Henri MICHAUD, mercredi 2 juillet 2008

L’absence d'Artemisia annua dans la flore très synthétique de Bonnier et de Layens n’est pas surprenante ; beaucoup de taxons ne sont pas présent dans cet ouvrage, notamment parmi les espèces non natives (c'est le cas d'Artemisia annua). En outre, il y a plus d’un siècle (120 ans), l'espèce n’était probablement pas aussi abondante qu'aujourd'hui.

Yves BOSSU, mercredi 2 juillet 2008

L'édition de 1974 n'est en fait qu'une réimpression de l'édition originale de la fin du XIXe siècle. De nombreuses espèces introduites manquent dans cette vieille flore.

Francis LAGARDE, mercredi 2 juillet 2008

Est-ce que les propriétés médicinales, très intéressantes (fébrifuge, antipaludéen), ne se trouvent que dans cette espèce d’armoise ?

Frédéric MOUTON, mercredi 2 juillet 2008

Le lien suivant fait état de travaux très prometteurs de la part de chercheurs à la Faculté de pharmacie de Marseille: http://www.rfi.fr/Fichiers/MFI/Sante/1594.asp

Francis LAGARDE, jeudi 3 juillet 2008

Il semblerait qu’au point de vue moléculaire Artemisia annua, originaire de Chine, soit différente des autres armoises, qui sont des plantes vivaces ?

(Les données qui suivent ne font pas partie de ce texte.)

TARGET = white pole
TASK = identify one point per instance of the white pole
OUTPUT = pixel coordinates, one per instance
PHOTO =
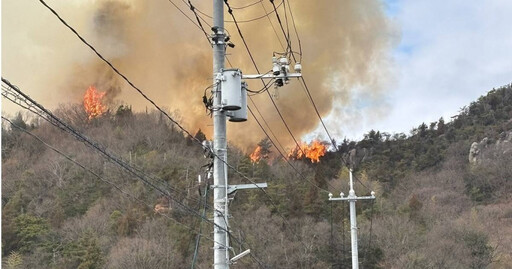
(220, 245)
(353, 223)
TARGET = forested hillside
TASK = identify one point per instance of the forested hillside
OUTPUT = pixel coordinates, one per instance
(437, 206)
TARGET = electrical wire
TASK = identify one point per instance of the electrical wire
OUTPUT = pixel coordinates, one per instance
(53, 119)
(114, 185)
(271, 24)
(296, 32)
(125, 166)
(288, 41)
(230, 11)
(248, 5)
(245, 21)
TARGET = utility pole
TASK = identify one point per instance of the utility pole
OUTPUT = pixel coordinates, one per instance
(352, 198)
(220, 219)
(230, 100)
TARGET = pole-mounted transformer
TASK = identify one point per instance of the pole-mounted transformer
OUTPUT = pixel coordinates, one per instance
(241, 114)
(231, 89)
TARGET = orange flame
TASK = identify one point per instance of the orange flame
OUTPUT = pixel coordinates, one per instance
(256, 155)
(313, 151)
(92, 102)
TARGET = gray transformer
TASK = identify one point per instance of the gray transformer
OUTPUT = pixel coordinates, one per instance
(231, 84)
(241, 114)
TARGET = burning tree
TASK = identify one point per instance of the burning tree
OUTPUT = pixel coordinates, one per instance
(262, 151)
(93, 102)
(313, 151)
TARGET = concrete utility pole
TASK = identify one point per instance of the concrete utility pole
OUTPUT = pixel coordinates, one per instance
(230, 100)
(352, 198)
(220, 202)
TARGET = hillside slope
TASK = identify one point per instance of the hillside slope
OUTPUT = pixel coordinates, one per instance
(435, 208)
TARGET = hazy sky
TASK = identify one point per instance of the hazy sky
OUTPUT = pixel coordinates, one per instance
(445, 54)
(449, 53)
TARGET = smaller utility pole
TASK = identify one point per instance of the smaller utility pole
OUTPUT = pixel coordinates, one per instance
(352, 198)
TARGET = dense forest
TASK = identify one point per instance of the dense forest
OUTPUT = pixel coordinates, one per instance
(443, 196)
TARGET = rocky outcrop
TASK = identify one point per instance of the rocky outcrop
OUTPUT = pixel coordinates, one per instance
(486, 149)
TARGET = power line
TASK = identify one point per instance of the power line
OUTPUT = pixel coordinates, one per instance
(273, 28)
(289, 43)
(248, 5)
(296, 32)
(60, 124)
(230, 11)
(98, 176)
(245, 21)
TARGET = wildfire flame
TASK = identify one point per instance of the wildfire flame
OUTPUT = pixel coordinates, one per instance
(313, 151)
(92, 102)
(256, 155)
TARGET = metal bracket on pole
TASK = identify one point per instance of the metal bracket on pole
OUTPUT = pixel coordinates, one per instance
(270, 76)
(352, 198)
(239, 256)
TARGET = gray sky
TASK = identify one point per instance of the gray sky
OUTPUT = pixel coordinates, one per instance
(446, 55)
(449, 54)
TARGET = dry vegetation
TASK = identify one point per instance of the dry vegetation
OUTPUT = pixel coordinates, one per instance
(434, 209)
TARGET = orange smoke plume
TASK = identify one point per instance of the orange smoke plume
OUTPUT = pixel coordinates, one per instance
(92, 102)
(313, 151)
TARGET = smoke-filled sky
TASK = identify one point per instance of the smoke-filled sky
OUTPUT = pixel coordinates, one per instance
(387, 65)
(449, 54)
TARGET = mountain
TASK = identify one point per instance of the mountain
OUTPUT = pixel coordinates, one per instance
(443, 196)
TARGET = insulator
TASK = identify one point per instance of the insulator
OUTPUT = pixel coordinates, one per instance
(241, 114)
(231, 92)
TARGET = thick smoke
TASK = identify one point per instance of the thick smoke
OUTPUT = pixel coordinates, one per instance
(346, 49)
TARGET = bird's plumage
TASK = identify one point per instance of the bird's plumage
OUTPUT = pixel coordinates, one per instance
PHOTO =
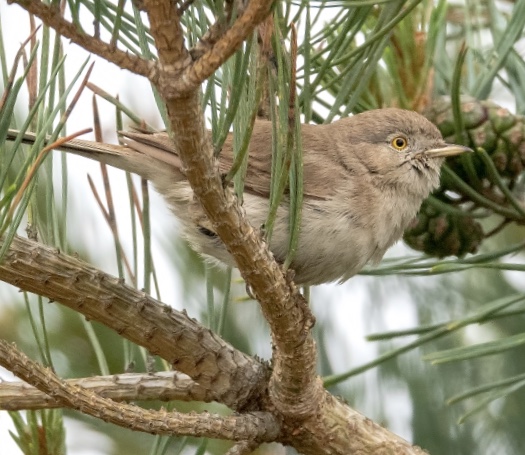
(360, 190)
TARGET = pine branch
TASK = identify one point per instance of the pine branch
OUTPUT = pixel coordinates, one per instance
(255, 426)
(232, 377)
(160, 386)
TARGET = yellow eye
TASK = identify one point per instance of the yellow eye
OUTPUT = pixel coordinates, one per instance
(399, 143)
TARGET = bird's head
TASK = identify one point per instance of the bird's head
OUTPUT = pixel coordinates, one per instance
(400, 148)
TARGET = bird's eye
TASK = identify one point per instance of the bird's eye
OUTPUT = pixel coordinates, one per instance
(399, 143)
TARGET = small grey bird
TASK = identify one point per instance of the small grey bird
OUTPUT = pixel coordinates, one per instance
(365, 178)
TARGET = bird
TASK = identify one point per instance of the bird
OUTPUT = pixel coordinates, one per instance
(365, 177)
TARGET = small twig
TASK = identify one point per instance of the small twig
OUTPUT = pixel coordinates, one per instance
(226, 45)
(32, 170)
(8, 85)
(184, 6)
(243, 448)
(53, 18)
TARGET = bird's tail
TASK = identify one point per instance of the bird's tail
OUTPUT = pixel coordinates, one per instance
(149, 155)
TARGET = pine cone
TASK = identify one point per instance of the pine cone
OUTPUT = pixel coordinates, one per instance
(489, 126)
(442, 234)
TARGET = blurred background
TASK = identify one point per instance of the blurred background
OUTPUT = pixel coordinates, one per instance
(447, 302)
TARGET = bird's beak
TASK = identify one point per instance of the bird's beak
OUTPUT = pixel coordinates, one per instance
(446, 150)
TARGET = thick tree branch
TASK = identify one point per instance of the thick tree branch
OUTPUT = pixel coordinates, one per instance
(257, 426)
(52, 18)
(295, 388)
(233, 378)
(161, 386)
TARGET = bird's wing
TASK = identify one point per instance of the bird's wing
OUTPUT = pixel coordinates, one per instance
(142, 151)
(315, 140)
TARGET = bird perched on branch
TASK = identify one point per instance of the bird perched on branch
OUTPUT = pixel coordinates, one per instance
(365, 178)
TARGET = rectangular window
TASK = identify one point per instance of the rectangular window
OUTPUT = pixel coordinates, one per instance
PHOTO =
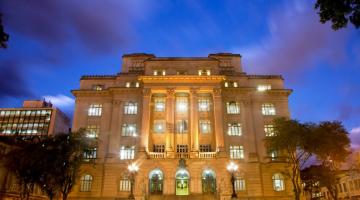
(181, 104)
(239, 184)
(124, 185)
(159, 126)
(232, 107)
(181, 126)
(89, 154)
(234, 129)
(95, 110)
(268, 109)
(127, 153)
(160, 148)
(263, 87)
(269, 130)
(92, 131)
(236, 152)
(205, 147)
(204, 105)
(205, 126)
(159, 105)
(129, 130)
(130, 108)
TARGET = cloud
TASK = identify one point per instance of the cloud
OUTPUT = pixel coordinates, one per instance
(60, 100)
(296, 39)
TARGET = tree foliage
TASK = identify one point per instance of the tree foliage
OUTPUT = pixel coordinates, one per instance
(339, 12)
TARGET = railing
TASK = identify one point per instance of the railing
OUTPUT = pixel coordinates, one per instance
(157, 154)
(207, 154)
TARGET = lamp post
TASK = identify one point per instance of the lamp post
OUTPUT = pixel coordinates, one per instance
(232, 167)
(133, 168)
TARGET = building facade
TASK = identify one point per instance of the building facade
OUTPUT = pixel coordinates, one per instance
(181, 121)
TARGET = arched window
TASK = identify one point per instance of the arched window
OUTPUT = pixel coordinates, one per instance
(278, 182)
(85, 183)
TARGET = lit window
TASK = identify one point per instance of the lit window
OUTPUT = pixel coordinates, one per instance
(262, 88)
(89, 154)
(236, 152)
(268, 109)
(181, 104)
(204, 105)
(130, 108)
(278, 182)
(92, 131)
(269, 130)
(128, 130)
(85, 183)
(234, 129)
(181, 126)
(159, 126)
(124, 185)
(232, 107)
(127, 153)
(95, 110)
(239, 184)
(159, 104)
(205, 126)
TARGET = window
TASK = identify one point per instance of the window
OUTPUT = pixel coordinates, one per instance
(262, 88)
(205, 147)
(130, 108)
(205, 126)
(124, 185)
(236, 152)
(268, 109)
(92, 131)
(128, 130)
(181, 126)
(160, 148)
(127, 153)
(159, 126)
(159, 104)
(239, 184)
(204, 105)
(269, 130)
(98, 87)
(181, 104)
(95, 110)
(234, 129)
(278, 182)
(85, 183)
(89, 154)
(232, 107)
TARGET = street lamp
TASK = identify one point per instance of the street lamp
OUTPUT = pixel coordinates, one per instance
(232, 168)
(133, 168)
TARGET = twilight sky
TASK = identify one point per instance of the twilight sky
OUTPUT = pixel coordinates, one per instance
(53, 43)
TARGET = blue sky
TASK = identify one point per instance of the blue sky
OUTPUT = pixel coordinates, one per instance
(53, 43)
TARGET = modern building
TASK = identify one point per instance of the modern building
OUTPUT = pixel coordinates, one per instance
(174, 124)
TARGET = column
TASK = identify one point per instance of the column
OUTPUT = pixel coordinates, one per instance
(194, 120)
(145, 120)
(170, 109)
(218, 119)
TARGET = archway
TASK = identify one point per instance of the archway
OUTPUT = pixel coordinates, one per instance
(182, 180)
(156, 178)
(208, 180)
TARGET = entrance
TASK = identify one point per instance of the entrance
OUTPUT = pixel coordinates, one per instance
(208, 181)
(156, 178)
(182, 182)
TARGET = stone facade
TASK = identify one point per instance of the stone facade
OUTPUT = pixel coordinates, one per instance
(160, 111)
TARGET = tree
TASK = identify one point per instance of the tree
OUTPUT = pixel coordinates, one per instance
(339, 12)
(4, 37)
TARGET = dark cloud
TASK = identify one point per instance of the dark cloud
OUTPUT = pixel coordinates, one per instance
(12, 82)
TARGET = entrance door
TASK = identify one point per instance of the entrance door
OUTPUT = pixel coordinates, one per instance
(182, 182)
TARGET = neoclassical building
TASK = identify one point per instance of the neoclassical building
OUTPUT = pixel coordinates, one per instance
(181, 121)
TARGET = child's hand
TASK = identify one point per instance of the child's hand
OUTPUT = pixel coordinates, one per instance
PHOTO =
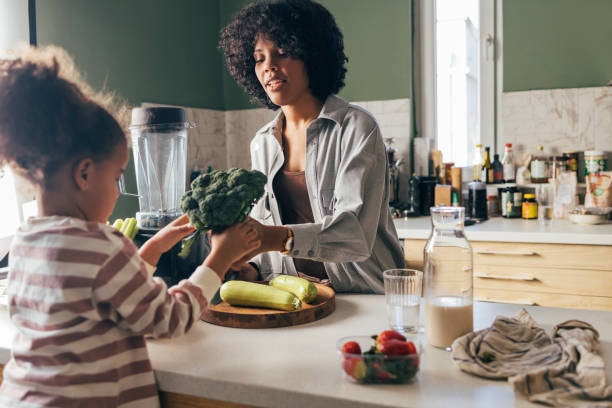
(231, 245)
(165, 239)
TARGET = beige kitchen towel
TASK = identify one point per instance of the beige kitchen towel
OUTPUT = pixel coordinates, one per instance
(565, 370)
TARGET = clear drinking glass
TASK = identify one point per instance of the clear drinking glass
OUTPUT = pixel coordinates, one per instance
(545, 196)
(448, 293)
(403, 298)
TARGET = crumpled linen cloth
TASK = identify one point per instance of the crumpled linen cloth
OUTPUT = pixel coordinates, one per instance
(564, 370)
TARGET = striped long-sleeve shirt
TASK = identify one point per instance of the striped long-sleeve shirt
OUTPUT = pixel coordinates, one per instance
(83, 300)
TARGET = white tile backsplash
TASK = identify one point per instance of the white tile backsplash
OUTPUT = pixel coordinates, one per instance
(558, 119)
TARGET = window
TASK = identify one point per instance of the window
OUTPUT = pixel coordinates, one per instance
(457, 65)
(9, 208)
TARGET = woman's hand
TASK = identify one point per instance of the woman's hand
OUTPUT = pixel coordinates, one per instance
(165, 239)
(272, 239)
(246, 272)
(231, 245)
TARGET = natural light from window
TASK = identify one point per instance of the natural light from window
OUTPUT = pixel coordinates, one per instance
(457, 79)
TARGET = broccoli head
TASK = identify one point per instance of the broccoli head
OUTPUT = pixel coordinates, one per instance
(220, 199)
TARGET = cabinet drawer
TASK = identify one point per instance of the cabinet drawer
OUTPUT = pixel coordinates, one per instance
(543, 299)
(517, 254)
(548, 280)
(598, 257)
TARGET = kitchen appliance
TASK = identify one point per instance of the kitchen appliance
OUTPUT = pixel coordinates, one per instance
(427, 187)
(159, 144)
(159, 147)
(394, 173)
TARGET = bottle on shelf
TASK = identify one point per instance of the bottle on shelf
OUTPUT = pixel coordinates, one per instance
(498, 170)
(508, 164)
(487, 170)
(478, 163)
(539, 167)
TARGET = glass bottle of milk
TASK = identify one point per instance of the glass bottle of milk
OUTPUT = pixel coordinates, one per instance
(448, 292)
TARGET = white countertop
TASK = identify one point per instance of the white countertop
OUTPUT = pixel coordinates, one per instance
(299, 367)
(516, 230)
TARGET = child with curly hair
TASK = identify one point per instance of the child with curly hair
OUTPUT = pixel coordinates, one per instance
(326, 208)
(81, 295)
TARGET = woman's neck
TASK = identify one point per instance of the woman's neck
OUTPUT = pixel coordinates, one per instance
(300, 114)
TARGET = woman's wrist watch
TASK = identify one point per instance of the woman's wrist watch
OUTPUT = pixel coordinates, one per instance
(288, 243)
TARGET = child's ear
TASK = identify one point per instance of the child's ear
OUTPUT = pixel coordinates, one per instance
(82, 173)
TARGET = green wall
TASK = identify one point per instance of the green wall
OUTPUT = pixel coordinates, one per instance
(377, 43)
(556, 44)
(166, 51)
(147, 50)
(13, 24)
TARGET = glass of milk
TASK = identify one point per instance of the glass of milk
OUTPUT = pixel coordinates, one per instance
(403, 298)
(448, 292)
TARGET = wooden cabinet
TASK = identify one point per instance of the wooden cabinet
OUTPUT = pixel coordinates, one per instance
(555, 275)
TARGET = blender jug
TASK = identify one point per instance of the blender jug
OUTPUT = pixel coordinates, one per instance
(159, 145)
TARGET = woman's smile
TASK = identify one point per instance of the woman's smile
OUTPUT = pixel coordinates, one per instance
(274, 84)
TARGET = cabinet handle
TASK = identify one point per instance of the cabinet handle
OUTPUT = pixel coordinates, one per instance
(504, 277)
(520, 253)
(510, 302)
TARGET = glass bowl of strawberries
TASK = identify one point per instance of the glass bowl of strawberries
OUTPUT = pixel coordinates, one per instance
(386, 358)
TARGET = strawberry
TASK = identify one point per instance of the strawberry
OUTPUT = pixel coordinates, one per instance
(382, 374)
(395, 347)
(354, 367)
(387, 335)
(351, 347)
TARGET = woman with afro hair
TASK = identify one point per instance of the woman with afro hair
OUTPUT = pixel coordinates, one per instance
(325, 214)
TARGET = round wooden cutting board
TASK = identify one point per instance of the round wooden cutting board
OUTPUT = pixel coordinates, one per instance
(223, 314)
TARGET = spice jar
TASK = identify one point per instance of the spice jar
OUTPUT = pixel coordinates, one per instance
(539, 168)
(530, 207)
(557, 165)
(594, 162)
(511, 202)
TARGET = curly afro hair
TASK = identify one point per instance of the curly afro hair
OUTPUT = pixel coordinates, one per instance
(303, 29)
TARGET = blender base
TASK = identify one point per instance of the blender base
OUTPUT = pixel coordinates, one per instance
(171, 267)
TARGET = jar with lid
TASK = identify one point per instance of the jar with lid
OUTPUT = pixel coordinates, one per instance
(595, 161)
(572, 160)
(557, 165)
(539, 167)
(492, 206)
(512, 200)
(447, 290)
(530, 207)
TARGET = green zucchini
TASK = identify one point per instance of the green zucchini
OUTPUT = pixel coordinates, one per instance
(305, 290)
(241, 293)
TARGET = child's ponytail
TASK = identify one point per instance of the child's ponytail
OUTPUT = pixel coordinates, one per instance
(49, 116)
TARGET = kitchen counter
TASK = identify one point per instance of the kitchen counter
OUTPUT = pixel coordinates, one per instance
(299, 367)
(501, 229)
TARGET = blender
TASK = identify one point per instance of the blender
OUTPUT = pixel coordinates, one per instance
(159, 147)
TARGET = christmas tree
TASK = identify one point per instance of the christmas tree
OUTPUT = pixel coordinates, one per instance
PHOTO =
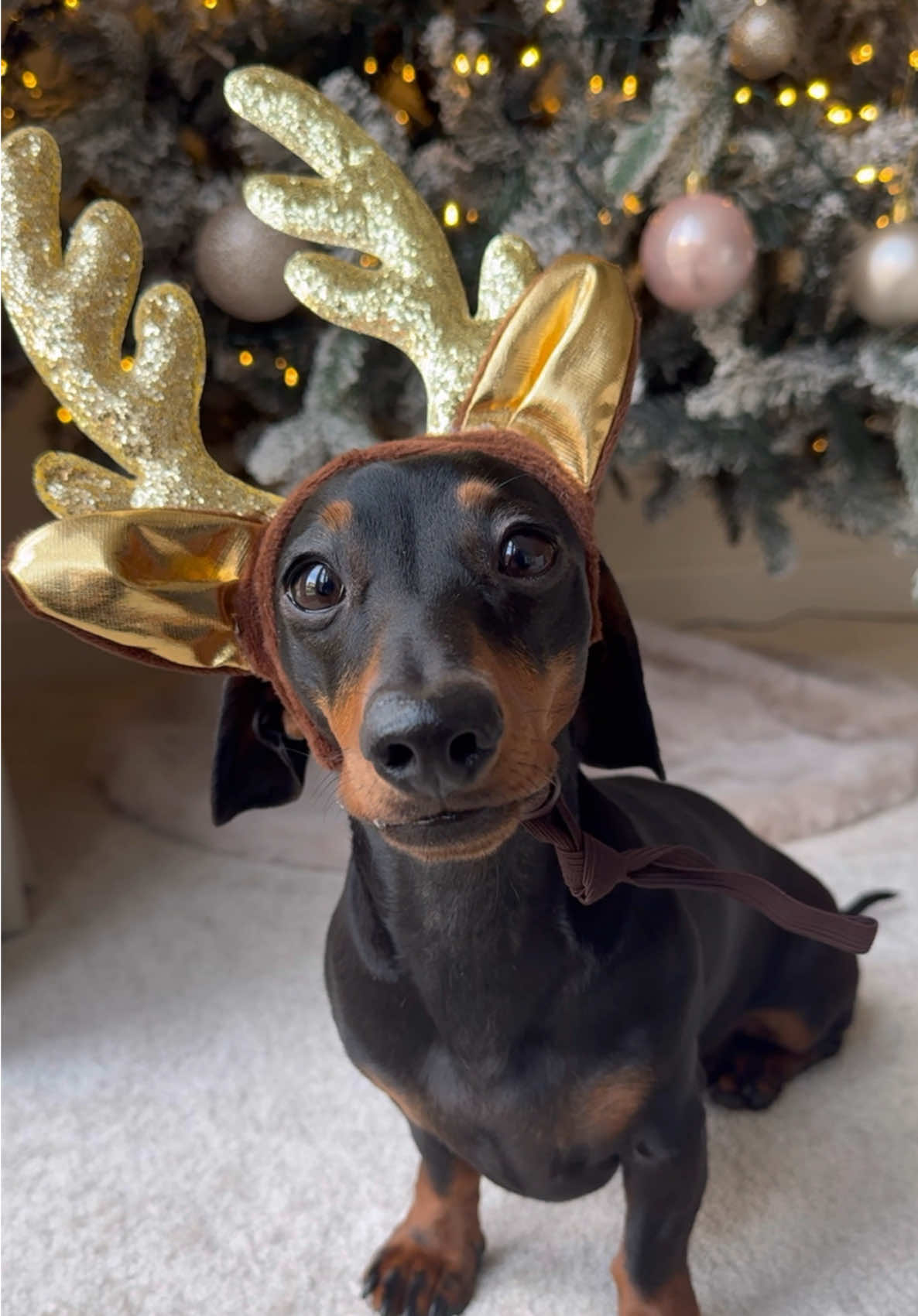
(776, 141)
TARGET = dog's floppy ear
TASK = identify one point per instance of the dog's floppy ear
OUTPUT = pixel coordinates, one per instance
(255, 764)
(613, 726)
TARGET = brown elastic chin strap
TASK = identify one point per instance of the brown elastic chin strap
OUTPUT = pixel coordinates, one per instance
(591, 869)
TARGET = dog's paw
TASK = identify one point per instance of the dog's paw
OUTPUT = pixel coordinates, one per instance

Intervention dÂ’Elisabeth DODINET, vendredi 4 Juillet 2008

Quelques précisions sur ce sujet, mais le mieux est d'aller voir le site de l'OMS et de WHO qui font bien le point sur la plante, son activité antipaludéenne, l'historique et les enjeux politiques et commerciaux. C'est un cas tout à fait exemplaire à bien des égards sur la dizaine d'années d'historique (identification de molécules actives sur une base d'indications traditionnelles de la médecine traditionnelle chinoise, droits de propriété intellectuelle, commercialisation de médicaments inaccessibles aux pays du Sud qui sont principalement touchés, problèmes d'approvisionnement au niveau mondial, les molécules étant encore obtenues par hémisynthèse, développement récent d'un médicament sans droits de propriété pour être accessibles aux populations du Sud.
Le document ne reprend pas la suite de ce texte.